I started contemplating a rewrite some time in December 2020. Github issues were piling up, and I could not keep up. Org-roam began as a simple (70 LOC) file-based linking system with a backlinks buffer, but it quickly accrued new features, many of which are brittle and interact poorly with each other. Org-roam v1 itself had gone through many redesigns, and it accumulated poor architectural decisions. For example, headline linking support was patched in, and many of the functions then had two separate code paths to support both files and headlines. I wanted to see if I could distill what I’ve learned building Org-roam v1 into a simpler, faster v2.

Also, I’d like to take this opportunity to clarify what Org-roam means to me, and hopefully seeing things from my point of view will allow you to be more empathetic of the current situation. I’m less crazed about note-taking paradigms than most people think. I still use and maintain Org-roam because it removes the friction in taking, accessing and synthesizing notes, and to achieve this I only need to use a tiny subset of its features. This makes it difficult for me to maintain or fix user-contributed features. Being the sole maintainer is really really hard: beyond my full-time job I have little mental capacity left to comprehend and resolve these issues that I don’t have first-hand experience with. With Emacs Lisp being a tinkerer’s language, I’d expected more open-source contributions, but it is what it is. It’s incredibly fun to work with Emacs Lisp once you learn the ropes! There’s no other programming environment that lets you step through your code the way Emacs does. I guess this was also in part due to the codebase for Org-roam being incredibly huge, and a good part of it consisted of hacky extensions of Org: there were parts that I myself could no longer comprehend.

Part of this rewrite involves narrowing Org-roam’s scope, making it more manageable for me. The new Org-roam is designed to fulfill a singular purpose: it acts as dual representation to your plain-text Org-mode notes. It mirrors key information about your notes in a SQLite database, in a format that’s convenient for programatic queries. The main features (primarily creating and accessing notes) will continue to have first-class support. In addition, a public interface for accessing the database is provided, and some simple guidelines are laid for those who wish to build extensions on top of Org-roam.

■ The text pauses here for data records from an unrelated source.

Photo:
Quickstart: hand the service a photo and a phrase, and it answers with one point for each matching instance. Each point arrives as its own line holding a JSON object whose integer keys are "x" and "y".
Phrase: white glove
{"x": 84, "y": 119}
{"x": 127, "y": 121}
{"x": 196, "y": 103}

With that, I can stay focused on keeping the core high quality, while those in the community who are more enthusiastic and exploratory about note-taking workflows can experiment with the public interface. This also allows me to be accountable to those who have shown support for my work. I hope that the restructuring will also invite more contributors.

What took me so long?

Because Org-roam v2 is a near complete rewrite, it provides a unique opportunity to make breaking changes. I wanted to get it right so users don’t have to jump through hoops to migrate their notes over again.

2021 hasn’t exactly been a great year for me either. I’ve been chugging along whenever I had the time and willpower, which turned out to be a rare combination. I am indebted to many of the users in the community for continuously demonstrating passion for the project, providing early feedback, and answering any queries. I’m not as active in Slack or Discourse as I’d like to be, but I do read them from time to time. I’m particularly grateful to Noboru (@nobiot), who has been relentless in helping users and writing documentation, a practice he’s been keeping up for a while now. Boris (@d12frosted) has also been influential in some of the early architectural decisions of v2. I also appreciate everyone who provided support, monetary or otherwise. I hope you like what v2 has to offer.

What’s different?

The key difference between v1 and v2 is that v2 makes no distinction between a file note and a headline note. In v2, Org-roam views notes in terms of nodes, where a node is any headline or top-level file with an ID. This means that IDs are now compulsory.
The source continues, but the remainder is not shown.